1. Field of the Invention
The present invention relates data transmission methods in a multiple-input, multiple-output (MIMO) wireless transmission system, and particularly to an optimal power allocation method for layered-steered space-time coded (LSSTC) wireless transmissions.
2. Description of the Related Art
Various techniques have been proposed to counter the problem of propagation conditions and to achieve data rates that are very close to the Shannon limit. One of these techniques employs MIMO systems, which use antenna arrays at both the transmitter and the receiver. Wolniansky et al. have proposed the well-known MIMO scheme known as V-BLAST (see “V-BLAST: An Architecture for Realizing Very High Data Rates Over the Rich-Scattering Wireless Channel”, Proc. ISSSE-98, URSI International Symposium (1998), pp. 295-300). In V-BLAST, parallel data streams are sent via the transmit antennas at the same carrier frequency. V-BLAST can achieve high spectral efficiencies without increasing the system's bandwidth or transmitted power. While MIMO systems, such as V-BLAST, can improve the system capacity greatly, it is difficult to implement antenna arrays on handheld terminals due to size, cost and hardware limitation. Moreover, V-BLAST has poor energy performance and doesn't fully exploit the available diversity. In order to overcome these problems, space-time block code (STBC) was developed. STBC has two transmit and one receive antennas that provides the same diversity order as maximal-ratio receiver combining (MRRC) with one transmit and two receive antennas. This scheme can be generalized to two transmit antennas and M receive antennas to provide a diversity order of 2M.

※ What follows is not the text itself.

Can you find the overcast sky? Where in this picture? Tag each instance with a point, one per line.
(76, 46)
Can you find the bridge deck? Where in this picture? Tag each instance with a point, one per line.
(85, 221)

With the tempting advantages of V-BLAST and STBC, many researchers have attempted to combine these two schemes to result in a multilayered architecture called MLSTBC, in which each layer is composed of antennas that correspond to a specific STBC. This combined scheme arises as a solution to jointly achieve spatial multiplexing and diversity gains simultaneously. With the MLSTBC scheme, it is possible to increase the data rate while keeping a satisfactory link quality in terms of symbol error probability (SER). Beamforming has been combined with MLSTBC to produce a hybrid transmission scheme called the layered steered space-time codes (LSSTC). The addition of beamforming to MLSTBC further improves the performance of the system by focusing the energy towards one direction, where the antenna gain is increased in the direction of the desired user while reducing the gain towards the interfering users.
However, the problem of efficient power allocation to ensure a low error rate in an LSSTC system still exists. Thus, an optimal power allocation method for an LSSTC wireless transmission system solving the aforementioned problems is desired.